展覧会で最も印象に残ったのは使用しているメディアの多様さだ、 スチルのものも、大きなキャンバスから、フレーム入りのもの、 円形や変形のライトボックス、さらにウォールペインティングもあり、 アニメーションもLEDディスプレィ、LCDディスプレィの2つがあり、 スチルとアニメーションの中間とでも言うべきレンチキュラーも使っていた。 さらには、石彫といえるようなものすらあった。 そして、そういう所に、 メディアと独立した純粋な線と色面への Opie の感心を伺われた。
Opie の作品の面白さの一つは、静止した肖像であれ、人物像の動きであれ、 描かれた人物の個性が見取れる所をミニマルに残す簡略化だろう。 といっても、肖像画の作品は、さすがに見慣れてしまっているせいか、 少々パターン化に陥っているという印象もあり、あまり面白いと思わなかった。 むしろ、ピクトグラムに近いほど単純化された姿の人物像や そのアニメーションの作品の方を、とても興味深く観ることができた。 この展覧会で初めてまとめて観ることができた、ということもあると思うが。

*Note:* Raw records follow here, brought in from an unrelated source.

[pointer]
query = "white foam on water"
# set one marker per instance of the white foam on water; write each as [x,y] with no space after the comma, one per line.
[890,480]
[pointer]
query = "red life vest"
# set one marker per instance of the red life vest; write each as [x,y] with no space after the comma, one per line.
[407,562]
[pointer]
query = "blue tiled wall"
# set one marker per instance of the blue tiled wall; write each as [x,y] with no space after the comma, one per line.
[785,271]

今回展示されていた作品で最も印象に残ったのは、 poll dancer (ストリップのダンサー) の Shahnoza をモデルにした 一連の「裸婦像」作品だ。 3個組み合わされた黒い直方体の石の一面に薄く浮き彫りにされたり、 3枚組み合わされた黒フレームに白地に黒い線で描かれているのを見ると、 Shahnoza を描こうとしているのは 絵のマチエールや石の表面のテクスチャに依存しない部分でなのだろうと感じる。 もしくは、歩く Suzanne や踊る Shahnoza で表現したいのは、 LEDディスプレィやLCDディスプレィの解像度やコマ数に依存しない部分でなのだろうと。 いや、このようなコンピュータ・アニメーションではなく、 レンチキュラーやフリップブックのようなメディアでも変わらない線や色面とは何か、 という問題かもしれない。 それをぎりぎりまで単純化された人物像を描き動かすことによって、 試しているように感じられた。

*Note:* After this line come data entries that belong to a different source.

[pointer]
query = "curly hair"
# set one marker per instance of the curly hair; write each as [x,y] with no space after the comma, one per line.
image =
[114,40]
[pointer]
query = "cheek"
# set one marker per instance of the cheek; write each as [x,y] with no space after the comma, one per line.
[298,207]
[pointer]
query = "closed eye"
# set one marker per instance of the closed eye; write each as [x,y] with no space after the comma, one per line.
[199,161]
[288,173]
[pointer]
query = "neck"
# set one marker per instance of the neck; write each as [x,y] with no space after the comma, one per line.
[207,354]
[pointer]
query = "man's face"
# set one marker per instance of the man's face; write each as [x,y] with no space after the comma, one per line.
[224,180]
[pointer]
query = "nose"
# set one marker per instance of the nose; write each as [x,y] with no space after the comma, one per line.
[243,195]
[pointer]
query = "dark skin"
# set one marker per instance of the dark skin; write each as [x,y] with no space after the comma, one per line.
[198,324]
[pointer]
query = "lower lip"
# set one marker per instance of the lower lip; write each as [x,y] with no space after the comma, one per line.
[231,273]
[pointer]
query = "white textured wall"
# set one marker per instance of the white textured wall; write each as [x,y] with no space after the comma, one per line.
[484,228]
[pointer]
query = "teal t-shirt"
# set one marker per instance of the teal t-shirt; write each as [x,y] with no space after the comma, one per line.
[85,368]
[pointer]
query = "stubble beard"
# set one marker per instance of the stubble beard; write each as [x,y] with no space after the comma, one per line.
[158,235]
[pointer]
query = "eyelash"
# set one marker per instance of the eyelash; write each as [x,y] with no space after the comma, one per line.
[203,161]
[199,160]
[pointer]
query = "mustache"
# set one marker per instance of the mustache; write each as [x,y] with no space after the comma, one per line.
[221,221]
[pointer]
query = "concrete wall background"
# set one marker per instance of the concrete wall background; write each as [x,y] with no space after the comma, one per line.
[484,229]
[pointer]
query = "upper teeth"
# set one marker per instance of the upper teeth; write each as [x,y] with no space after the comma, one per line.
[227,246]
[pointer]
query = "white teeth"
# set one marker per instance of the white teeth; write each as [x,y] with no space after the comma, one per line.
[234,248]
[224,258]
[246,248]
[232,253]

単純化された形状で描く平面作品の作家の場合、そのミニマルな色や線がゆえに、 何を描いているのかというより、 そのマチエールだったりメディアの質感の問題を意識させられることが多い。 確かに、今回展示されていなかったが、Opie の初期の風景画には 1980年代にアメリカ (US) で neo-geo と呼ばれて頭角を現した Peter Halley を思わせる所がある。 しかし、Halley の平面作品の表面の立体感 (それは伝統的なマチエールではないけれども) のようなものでは、Opie の作品では排されている。 そこが、Opie の特徴と言えるだろう。
風景画の作品は、浮世絵の影響大きい "8 View Of Japan" シリーズよりも、 ヨーロッパの風景を描いた "View from my bedroom window" (2007) や "France Landscape" (2007) の方が、 スチルとアニメーションが対比されていた分だけ、興味深く観ることができた。 "France Landscape" はフランスの平坦な平原の田園風景の360°パノラマを 白地に黒の線描で描いたもの。 それを高さ3〜4m 長さ20〜30mの平面の壁に展開して描く一方、 20インチ程度のLCDディスプレイである視角で切り取りその視点を定速度回転させた アニメーションとして上映している。 LCDディスプレィ上のアニメーションで観るその線描は入り抜きのある線で描かれており、 ヨーロッパのアート・アニメーションに通じる繊細さや感傷すら感じるもの。 単調な線で描かれたポートレイトやピクトグラムのような人物像とは対象的だ。 しかし、それと対比されたウォールペインティングの線は、 大きく拡大されることにより、その線の入り抜きすら単調に感じられる。 その線は Opie の肖像画の単調さに近く感じられた。 このようにしてスケールによって受ける印象の違いを対比しているような所が、 面白い作品だった。